This year's CST report reveals how antisemitic hate crimes were recorded in all but one police region in Britain last year, the worst year for the charity on record.
In 2021, the total level of antisemitic incidents rose by 34 per cent to 2,255, the highest total ever recorded, with more than a third of all incidents occurring in May and June as violence between Gaza and Israel escalated.
Home Secretary Priti Patel vowed that perpetrators of this “shocking” anti-Jewish race hate would feel the “full force of the law”.
This is the first time CST has ever recorded over 2,000 incidents in a single year. The UK has seen record annual totals for antisemitic incidents in five of the past six years. CST has recorded antisemitic incidents since 1984. pic.twitter.com/0N3QYkaqew
— CST (@CST_UK) February 10, 2022
Manchester and London alone saw 155 antisemitic incidents involving people shouting abuse from passing vehicles at Jewish people, including the notorious convoy of cars that drove through north London in June bearing Palestinian flags while passengers bellowed antisemitic abuse through the window using megaphones.
There was a threefold increase in antisemitic incidents at schools — including a sharp rise in cases at non-faith schools. Of the 182 incidents recorded, 99 were aimed at Jewish children and staff at non-faith schools. CST said these staff and pupils felt particularly isolated.

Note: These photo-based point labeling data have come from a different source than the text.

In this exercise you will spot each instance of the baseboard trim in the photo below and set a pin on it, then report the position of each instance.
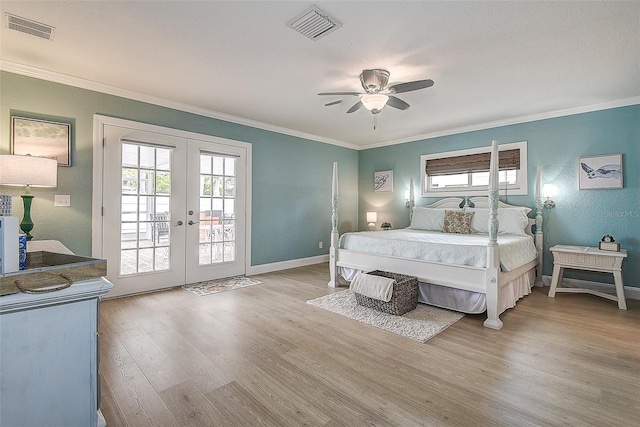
(630, 292)
(285, 265)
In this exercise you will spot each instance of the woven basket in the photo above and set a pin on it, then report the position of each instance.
(403, 300)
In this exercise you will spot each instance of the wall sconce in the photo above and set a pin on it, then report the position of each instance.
(549, 191)
(407, 197)
(372, 218)
(30, 172)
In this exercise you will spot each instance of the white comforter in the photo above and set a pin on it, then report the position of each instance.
(449, 248)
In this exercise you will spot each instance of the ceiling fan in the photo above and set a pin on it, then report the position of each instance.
(376, 93)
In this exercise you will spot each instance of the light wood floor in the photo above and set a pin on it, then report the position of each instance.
(261, 356)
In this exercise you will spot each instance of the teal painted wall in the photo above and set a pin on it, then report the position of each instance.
(580, 217)
(291, 176)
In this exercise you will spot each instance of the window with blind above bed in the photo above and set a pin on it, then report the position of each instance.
(466, 172)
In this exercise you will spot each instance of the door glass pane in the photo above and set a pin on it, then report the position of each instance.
(144, 205)
(217, 204)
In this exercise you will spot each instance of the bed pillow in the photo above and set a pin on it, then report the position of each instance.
(457, 222)
(428, 219)
(510, 221)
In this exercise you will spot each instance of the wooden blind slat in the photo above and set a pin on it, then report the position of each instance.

Universities also witnessed a record number of antisemitic incidents with 128 cases reported in 2021, compared to 44 the previous year.
There were 82 incidents of damage or desecration of Jewish property and 10 cases of mass-mailed leaflets or emails. CST also recorded 16 “Zoom-bombings” — video events hijacked with antisemitic material.
There were 78 incidents fuelled by conspiracy theories about the pandemic. These ranged from claims of Jewish involvement in creating and spreading the virus to wishes that Jewish people would die from it.
Holocaust imagery, such as the yellow Star of David, was also appropriated as part of anti-vaccine campaigns.
Online antisemitic incidents fell by 13 per cent, from 638 online incidents in 2020 to 552 in 2021, but the CST said this figure underestimated the true scale of the problem because targeted campaigns aimed at individual victims often included a bombardment of abuse from multiple accounts that was only recorded as a single incident.
Lord Mann, the government’s antisemitism adviser, said: “CST is a major and critical asset to the Jewish community. The understanding it has provided through these statistics underlines a requirement for us to reconsider our efforts to tackle antisemitism.”
Commenting on the CST Incident Report Keith Black, Jewish Leadership Council Chair said: “CST’s Incident Report makes for grim reading with the number of antisemitic incidents being the highest on record. It has acutely illustrated the correlation between conflict in the Middle East and a rise in antisemitic incidents in the UK.
"There can never be any justification for anti-Jewish racism and sadly more work needs to be done across society to tackle it. We remain grateful to CST for its tireless work in securing our community and for the continued support of the government, police, and politicians from all political parties.”